The respondent makes a number of objections as to the form of the claim. None of them were assigned as reasons for the rejection of the claim at the time thereof, nor were any of them made by demurrer or answer, and they are all very technical. The claim was received by the executor thirteen days before his appointment as such, and it was retained by him more than a year after appointment, when it was *516rejected. In view of these facts the point that the claim was presented before letters testamentary issued cannot be seriously considered.
The figures of the amount due are stated in the claim itself, but they are accompanied neither by the dollar sign nor by the word “dollars.” But as the affidavit attached to the claim gives the amount demanded in dollars and cents, the omission in the claim is harmless.
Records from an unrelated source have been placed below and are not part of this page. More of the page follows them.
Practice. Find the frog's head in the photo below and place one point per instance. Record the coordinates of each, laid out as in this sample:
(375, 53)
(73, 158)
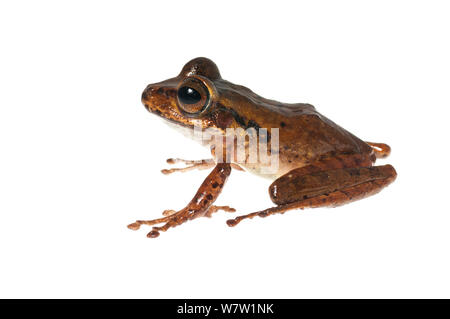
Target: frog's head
(188, 99)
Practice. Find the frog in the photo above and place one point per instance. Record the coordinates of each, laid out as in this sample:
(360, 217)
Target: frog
(320, 164)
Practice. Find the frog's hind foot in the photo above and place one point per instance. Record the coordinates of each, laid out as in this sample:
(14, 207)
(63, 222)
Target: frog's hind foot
(372, 180)
(381, 150)
(190, 165)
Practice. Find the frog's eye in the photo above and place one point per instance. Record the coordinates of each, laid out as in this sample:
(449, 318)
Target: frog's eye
(193, 96)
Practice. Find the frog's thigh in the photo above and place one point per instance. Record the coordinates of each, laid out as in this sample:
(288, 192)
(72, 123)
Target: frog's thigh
(323, 188)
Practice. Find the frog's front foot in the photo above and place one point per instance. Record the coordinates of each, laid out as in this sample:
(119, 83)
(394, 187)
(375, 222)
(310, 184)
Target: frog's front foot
(173, 218)
(200, 205)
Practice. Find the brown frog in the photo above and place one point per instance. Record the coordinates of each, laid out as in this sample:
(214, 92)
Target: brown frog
(318, 162)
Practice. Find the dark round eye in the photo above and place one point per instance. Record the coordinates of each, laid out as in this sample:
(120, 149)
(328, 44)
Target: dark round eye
(188, 95)
(193, 96)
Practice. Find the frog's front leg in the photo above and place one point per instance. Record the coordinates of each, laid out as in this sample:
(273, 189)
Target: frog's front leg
(190, 165)
(307, 188)
(199, 206)
(193, 164)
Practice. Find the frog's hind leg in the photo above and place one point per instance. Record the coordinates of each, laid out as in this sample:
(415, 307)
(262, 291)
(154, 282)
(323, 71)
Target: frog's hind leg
(324, 188)
(211, 210)
(381, 150)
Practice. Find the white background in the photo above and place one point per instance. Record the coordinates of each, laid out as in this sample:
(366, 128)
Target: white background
(80, 156)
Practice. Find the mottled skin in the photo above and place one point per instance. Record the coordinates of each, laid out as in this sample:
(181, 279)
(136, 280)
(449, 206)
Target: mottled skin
(320, 163)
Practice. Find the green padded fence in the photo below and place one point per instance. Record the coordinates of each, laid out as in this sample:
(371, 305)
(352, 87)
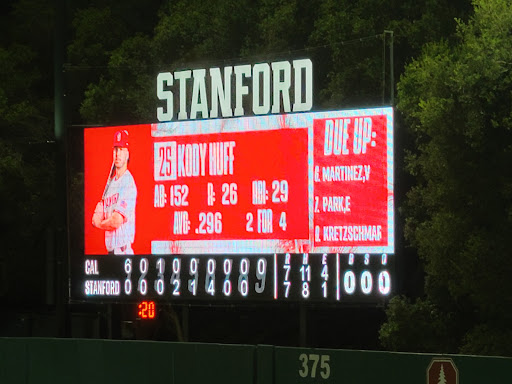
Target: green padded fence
(37, 360)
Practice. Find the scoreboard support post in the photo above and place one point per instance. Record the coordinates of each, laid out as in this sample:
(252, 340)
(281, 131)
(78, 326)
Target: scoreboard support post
(302, 326)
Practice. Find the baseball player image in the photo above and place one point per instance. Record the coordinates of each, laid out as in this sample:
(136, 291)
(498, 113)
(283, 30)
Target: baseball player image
(115, 213)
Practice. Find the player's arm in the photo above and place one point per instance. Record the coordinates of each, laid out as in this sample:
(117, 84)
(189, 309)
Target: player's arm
(97, 216)
(113, 222)
(109, 224)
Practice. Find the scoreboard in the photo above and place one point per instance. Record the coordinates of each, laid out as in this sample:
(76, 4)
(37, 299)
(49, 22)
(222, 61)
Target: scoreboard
(292, 207)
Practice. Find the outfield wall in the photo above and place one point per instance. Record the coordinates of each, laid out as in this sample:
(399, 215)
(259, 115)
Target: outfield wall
(38, 360)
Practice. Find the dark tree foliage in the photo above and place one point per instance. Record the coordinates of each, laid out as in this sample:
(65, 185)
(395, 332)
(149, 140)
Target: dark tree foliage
(457, 102)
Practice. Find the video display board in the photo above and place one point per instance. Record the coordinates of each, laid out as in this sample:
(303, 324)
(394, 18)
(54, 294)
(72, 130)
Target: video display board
(293, 207)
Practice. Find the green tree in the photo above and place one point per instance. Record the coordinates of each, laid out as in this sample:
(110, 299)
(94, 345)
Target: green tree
(456, 100)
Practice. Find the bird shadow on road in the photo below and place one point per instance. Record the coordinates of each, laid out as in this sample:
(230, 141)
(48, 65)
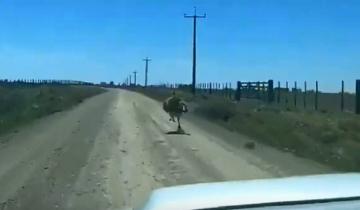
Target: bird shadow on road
(177, 132)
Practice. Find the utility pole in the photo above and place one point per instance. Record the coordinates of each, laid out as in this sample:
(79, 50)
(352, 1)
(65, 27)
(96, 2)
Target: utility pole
(135, 72)
(146, 68)
(195, 17)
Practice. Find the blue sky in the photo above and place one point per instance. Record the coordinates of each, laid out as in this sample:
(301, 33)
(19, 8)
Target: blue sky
(239, 40)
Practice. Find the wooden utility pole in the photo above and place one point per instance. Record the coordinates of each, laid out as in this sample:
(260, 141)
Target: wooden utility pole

The affidavit to the claim is made by the treasurer of the claimant. It is alleged in the complaint and found by the court that the claimant was a corporation; hence section 1494, Code of Civil Procedure, providing that when the affidavit to a claim against an estate is made by a person other than the claimant the reason therefor must be set forth does not apply. This affidavit is not made by a third person; it is made by the corporation itself through one of its authorized officers, which, of course, is the only way a corporation can act.
The judgment and order appealed from are reversed.
Cooper, P. J., and Hall, J., concurred.